I'm sorry you have never experienced excellent customer service because it can really make your day (and no I don't mean getting a bunch of free stuff). I think I've been fair and accurate in what I've said about the company and my experience. After the strange and sarcastic responses I will think twice before posting on these boards again. This will certainly be the last reply I make on this thread.


----------



## WPG (Mar 28, 2010)

Glad it's going to work out ok.

Don't know why these guys got a wild hair and are taking it personally.

I was Navy, don't know what an eod is.

I get supicious of 'spectacular service', but expect easy corrections when not right.

Sounds like you had 3-4 different people working on your order.


----------



## okaive (Jan 27, 2011)

WPG said:


> Glad it's going to work out ok.
> 
> I was Navy, don't know what an eod is.


If you were Navy, then you SHOULD know what EOD is.
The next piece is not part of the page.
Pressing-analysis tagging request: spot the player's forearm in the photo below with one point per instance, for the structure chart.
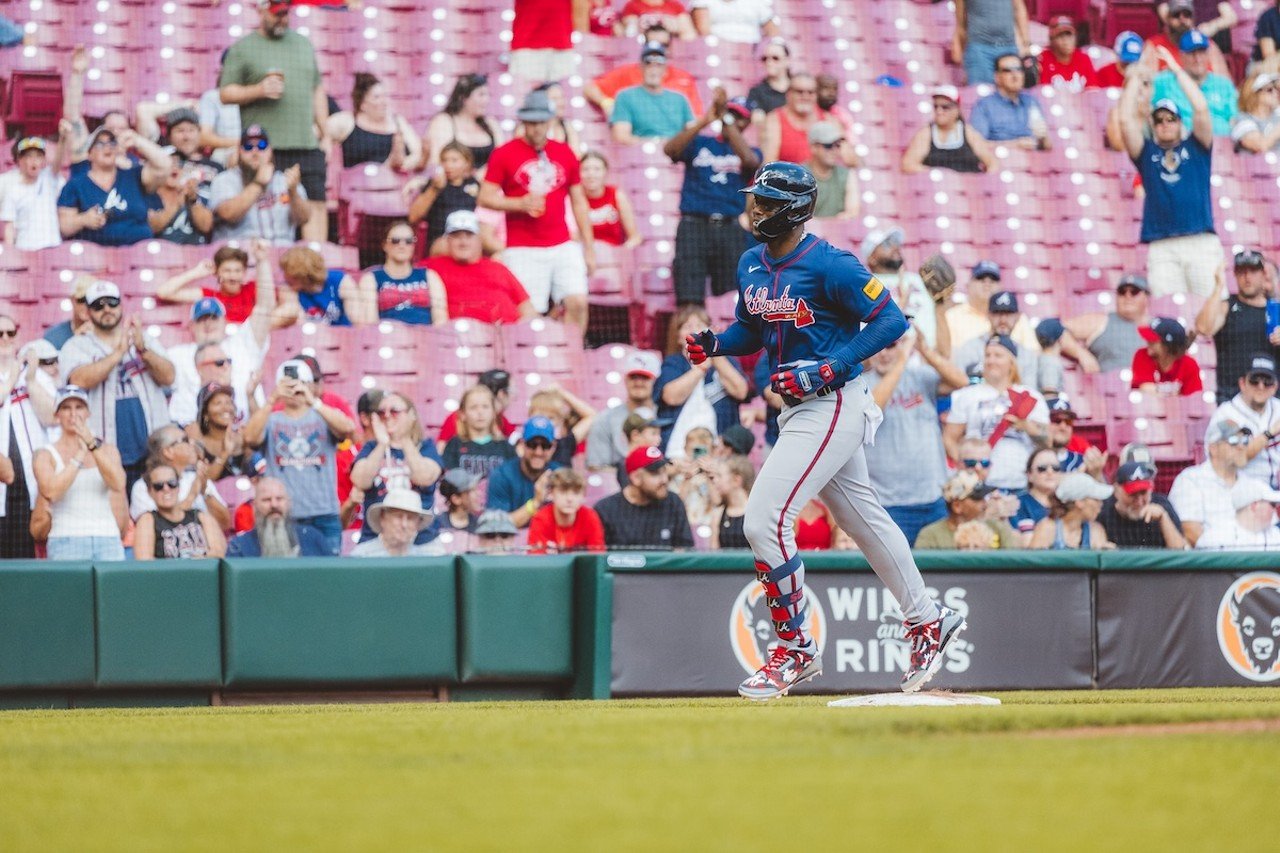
(737, 340)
They are the only ones that make sure that the mines are blown-up before the ship hits it. 





BeeCurious said:


> You aren't out any money



Sorry, but IMO he is out of money. 




usaairforceeod said:


> that he would credit me for the phantom smoker.



If they were satisfactory, they would have credited the money back to his credit card and not make sure that he has to buy from them again for the use of his $45.


----------



## WPG (Mar 28, 2010)

okaive said:


> If you were Navy, then you SHOULD know what EOD is. They are the only ones that make sure that the mines are blown-up before the ship hits it.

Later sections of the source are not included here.